Air Force Special Ops U-28 Crashes in Africa


Some sad news from the weekend: Four Air Commandos died over the weekend when their U-28 special mission single engine turboprop went down in Djibouti Saturday.

The planes based on the Pilatus PC-12, often operating in civilian livery, are flown by Air Force Special Operations Command (AFSOC) on missions to remote airstrips around the world where the pretense of a large C-130 in USAF markings won't be too welcome by the locals. In addition to hauling special operators on clandestine missions to small airfields, the planes can provide over-watch and reconnaissance for SOF teams using a suite of drop down cameras, infrared sensors and other spy gear. I went for a ride from England to Belgium a couple of years ago in a PC-12 equipped with FLIR cameras a couple of years ago and we were reading names painted on ships steaming in the English channel from dozens of miles away using the infrared camera.

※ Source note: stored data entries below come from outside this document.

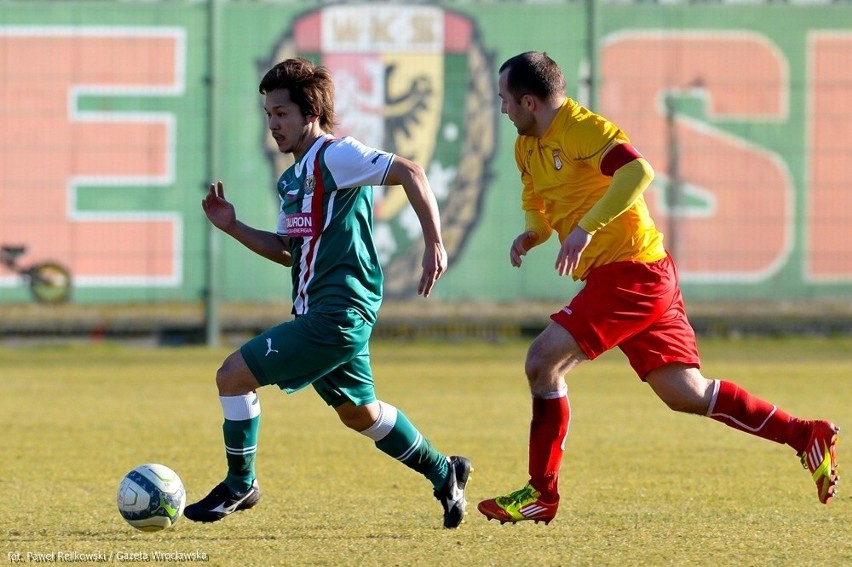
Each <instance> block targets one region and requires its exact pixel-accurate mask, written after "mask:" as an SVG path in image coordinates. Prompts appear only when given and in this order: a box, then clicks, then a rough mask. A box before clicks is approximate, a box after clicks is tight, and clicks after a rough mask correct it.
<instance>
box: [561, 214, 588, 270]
mask: <svg viewBox="0 0 852 567" xmlns="http://www.w3.org/2000/svg"><path fill="white" fill-rule="evenodd" d="M591 241H592V235H591V234H589V233H588V232H586V231H585V230H583V229H582V228H580V227H579V226H578V227H575V228H574V230H572V231H571V233H570V234H568V237H567V238H566V239H565V241H564V242H563V243H562V246H561V247H560V248H559V254H558V255H557V256H556V271H557V272H558V273H559V275H560V276H567V275H569V274H571V273H572V272H573V271H574V270H575V269H577V265H578V264H579V263H580V256H581V255H582V254H583V250H585V249H586V247H587V246H588V245H589V242H591Z"/></svg>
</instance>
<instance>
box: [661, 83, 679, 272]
mask: <svg viewBox="0 0 852 567" xmlns="http://www.w3.org/2000/svg"><path fill="white" fill-rule="evenodd" d="M665 102H666V130H667V131H668V138H669V140H668V142H669V144H668V146H669V148H668V151H669V171H668V176H669V184H668V190H667V191H666V208H667V209H668V220H669V226H668V235H667V236H668V241H669V244H668V245H667V248H668V249H669V252H671V254H672V256H673V257H674V258H675V259H677V258H679V257H680V218H681V208H682V206H683V185H682V180H681V176H680V144H679V141H678V136H677V99H676V98H675V96H674V95H672V94H671V93H669V94H667V95H666V99H665Z"/></svg>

The U-28s often fly to small airstrips from a country's bigger "hub" airport that will have a larger spec ops detachment nearby that is supported by a big AFSOC Dash-8 twin turboprop, again sometimes in civilian colors. (An AFSOC Dash-8 famously ran out of gas and made an emergency landing in the Malian desert a couple of years ago.) Think of it as a hub and spoke system for special ops missions.

The Air Force doesn't yet know what caused the crash on Saturday. All the service will say is that the airmen died while returning from a mission in support of Operation Enduring Freedom. Keep in mind that this could mean they were operating anywhere from the jungles and plains of central Africa, the Sahara Desert, Somalia or Yemen.